Díptico
Emilia Pardo Bazán
Cuento
La sordica
Las cuatro de la tarde ya y aún no se ha levantado un soplo de brisa. El calor solar, que agrieta la tierra, derrite y liquida a los negruzcos segadores encorvados sobre el mar de oro de la mies sazonada. Uno sobre todo, Selmo, que por primera vez se dedica a tan ruda faena, siéntese desfallecer: el sudor se enfría en sus sienes y un vértigo paraliza su corazón.
¡Ay, si no fuese la vergüenza! ¡Qué dirán los compañeros si tira la hoz y se echa al surco!
Ya se han reído de él a carcajadas porque se abalanzó al botijón vacío que los demás habían apurado…
Maquinalmente, el brazo derecho de Anselmo baja y sube; reluce la hoz, aplomando mies, descubriendo la tierra negra y requemada, sobre la cual, al desaparecer el trigo que las amparaba, languidecen y se agostan aprisa las amapolas sangrientas y la manzanilla de acre perfume.

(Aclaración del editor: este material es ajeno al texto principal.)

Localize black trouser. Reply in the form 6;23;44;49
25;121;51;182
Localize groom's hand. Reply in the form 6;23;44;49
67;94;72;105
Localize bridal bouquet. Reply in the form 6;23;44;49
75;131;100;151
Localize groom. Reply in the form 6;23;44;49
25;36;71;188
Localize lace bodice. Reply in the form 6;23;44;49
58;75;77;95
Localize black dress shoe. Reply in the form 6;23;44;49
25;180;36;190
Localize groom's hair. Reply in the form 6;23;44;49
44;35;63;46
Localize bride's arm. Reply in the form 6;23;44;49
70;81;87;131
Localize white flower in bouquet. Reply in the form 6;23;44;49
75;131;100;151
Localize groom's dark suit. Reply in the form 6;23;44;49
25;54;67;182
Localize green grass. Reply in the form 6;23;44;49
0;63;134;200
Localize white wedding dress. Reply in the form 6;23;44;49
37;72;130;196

La terca voluntad del segadorcillo mueve el brazo; pero un sufrimiento cada vez mayor hace doloroso el esfuerzo.
Se asfixia; lo que respira es fuego, lluvia de brasas que le calcina la boca y le retuesta los pulmones. ¿A que se deja caer? ¿A que rompe a llorar?
Tímidamente, a hurtadas, como el que comete un delito, se dirige al segador más próximo:
—¿No trairán agua? Tú, di, ¿no trairán?
—¡Suerte has tenido, borrego! Ahí viene justo con ella La Sordica…
Anselmo alza la cabeza, y, a lo lejos sobre un horizonte de un amarillo anaranjado, cegador, ve recortarse la figura airosa de la mozuela, portadora del odre, cuya sola vista le refrigera el alma.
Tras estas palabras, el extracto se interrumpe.